Our History


In the early 1970’s there was very little choice for SW Florida Jews seeking a local congregation. There were two Reform temples on Cape Coral, but no place in Fort Myers to gather and worship. Faced with this situation, a small group of Jews, most coming from a more traditional background, began gathering in each other’s’ homes for Shabbat worship. As word spread and numbers increased, the group moved to the music room at Cypress Lake High School by the mid-70’s. Services were conducted by lay members of this informal congregation, and numbers continued to grow.

As the group continued to expand, its needs exceeded what the high school space could offer and it moved to a Christian Church located on the corner of Colonial and McGregor. The young congregation purchased its first Torah, for $2500, from a synagogue up north, and stored it in an Ark purchased and trucked down from a synagogue in Sarasota. The second-hand Torah was stored in a second-hand Ark in a Christian church!

By 1977, the group had evolved into a core congregation that was ready for its own home. Members found three store fronts in the Dragon Plaza on 41 near the corner of Crystal. Congregants knocked down walls and created a sizable space, which served the group well until 1982.

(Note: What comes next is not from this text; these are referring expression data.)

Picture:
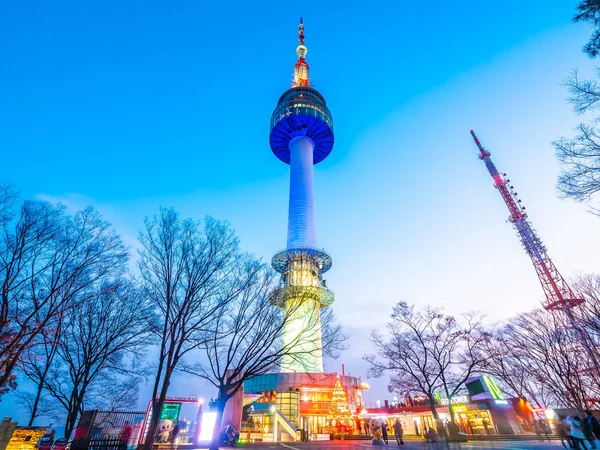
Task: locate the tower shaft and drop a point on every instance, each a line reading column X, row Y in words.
column 301, row 216
column 301, row 136
column 558, row 293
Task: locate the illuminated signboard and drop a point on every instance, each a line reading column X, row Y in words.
column 208, row 426
column 456, row 400
column 493, row 388
column 171, row 411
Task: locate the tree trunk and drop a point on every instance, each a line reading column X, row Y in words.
column 36, row 402
column 432, row 407
column 216, row 439
column 156, row 411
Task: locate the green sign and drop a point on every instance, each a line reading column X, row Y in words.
column 171, row 411
column 493, row 388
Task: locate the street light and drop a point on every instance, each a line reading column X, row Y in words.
column 274, row 411
column 198, row 421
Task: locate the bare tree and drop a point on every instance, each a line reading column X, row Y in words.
column 103, row 336
column 588, row 314
column 589, row 11
column 246, row 339
column 551, row 355
column 580, row 155
column 35, row 365
column 46, row 260
column 507, row 363
column 185, row 270
column 425, row 351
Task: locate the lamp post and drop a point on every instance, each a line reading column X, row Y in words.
column 198, row 426
column 274, row 411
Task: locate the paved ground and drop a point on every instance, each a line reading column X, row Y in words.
column 410, row 445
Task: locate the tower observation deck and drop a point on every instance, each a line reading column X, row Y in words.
column 302, row 136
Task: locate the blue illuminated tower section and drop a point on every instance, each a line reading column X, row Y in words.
column 302, row 136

That year, the land on A&W Bulb Road was procured and plans set for construction of the synagogue. When permits were initially refused, members plunged forward with construction, risking their capital on the hope that local officials would have a change of heart. Persistence won out and permits were granted, and the permanent home for Temple Judea was established. Starting with only the Sanctuary, space was added that became the pre-school, social hall, kitchen and office areas we know today.

Temple Judea has welcomed members from all walks of life over the years, including a college all-American basketball player who later played professional ball. Members have held prominent government, corporate and media positions around the country and SW Florida, and that tradition continues to this day.

While synagogues of other denominations have sprung up around SW Florida, Temple Judea continues to provide the community with a welcoming, Conservative offering of Judaism, and continues to grow and prosper.